From 3aed7e16d3e76217043c181b189d23d0689e78b6 Mon Sep 17 00:00:00 2001
From: Luke Kenneth Casson Leighton <lkcl@lkcl.net>
Date: Mon, 4 Mar 2019 02:25:56 +0000
Subject: [PATCH] convert to only use one multi-shifter

---
 src/add/nmigen_add_experiment.py | 45 +++++++++++++++++++++++++-------
 1 file changed, 35 insertions(+), 10 deletions(-)

diff --git a/src/add/nmigen_add_experiment.py b/src/add/nmigen_add_experiment.py
index c83f4c31..b3668acc 100644
--- a/src/add/nmigen_add_experiment.py
+++ b/src/add/nmigen_add_experiment.py
@@ -333,12 +333,11 @@ class FPAddAlignMulti(FPState):
 class FPAddAlignSingleMod:
 
     def __init__(self, width):
+        self.width = width
         self.in_a = FPNumBase(width)
         self.in_b = FPNumBase(width)
         self.out_a = FPNumIn(None, width)
         self.out_b = FPNumIn(None, width)
-        #self.out_a = FPNumBase(width)
-        #self.out_b = FPNumBase(width)
 
     def setup(self, m, in_a, in_b, out_a, out_b):
         """ links module to inputs and outputs
@@ -349,9 +348,14 @@ class FPAddAlignSingleMod:
         m.d.comb += out_b.copy(self.out_b)
 
     def elaborate(self, platform):
-        # This one however (single-cycle) will do the shift
-        # in one go.
+        """ Aligns A against B or B against A, depending on which has the
+            greater exponent.  This is done in a *single* cycle using
+            variable-width bit-shift
 
+            the shifter used here is quite expensive in terms of gates.
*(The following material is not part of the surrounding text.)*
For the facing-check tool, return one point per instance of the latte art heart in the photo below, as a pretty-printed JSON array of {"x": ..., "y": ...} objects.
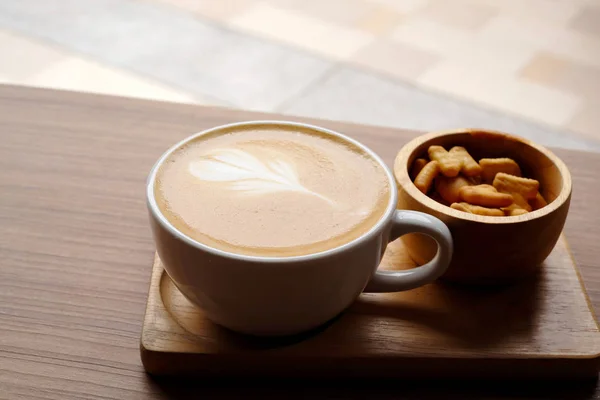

+            Mux A or B in (and out) into temporaries, as only one of them
+            needs to be aligned against the other
+        """
         m = Module()
 
         m.submodules.align_in_a = self.in_a
@@ -359,21 +363,42 @@ class FPAddAlignSingleMod:
         m.submodules.align_out_a = self.out_a
         m.submodules.align_out_b = self.out_b
 
-        # XXX TODO: the shifter used here is quite expensive
-        # having only one would be better
+        # temporary (muxed) input and output to be shifted
+        t_inp = FPNumBase(self.width)
+        t_out = FPNumIn(None, self.width)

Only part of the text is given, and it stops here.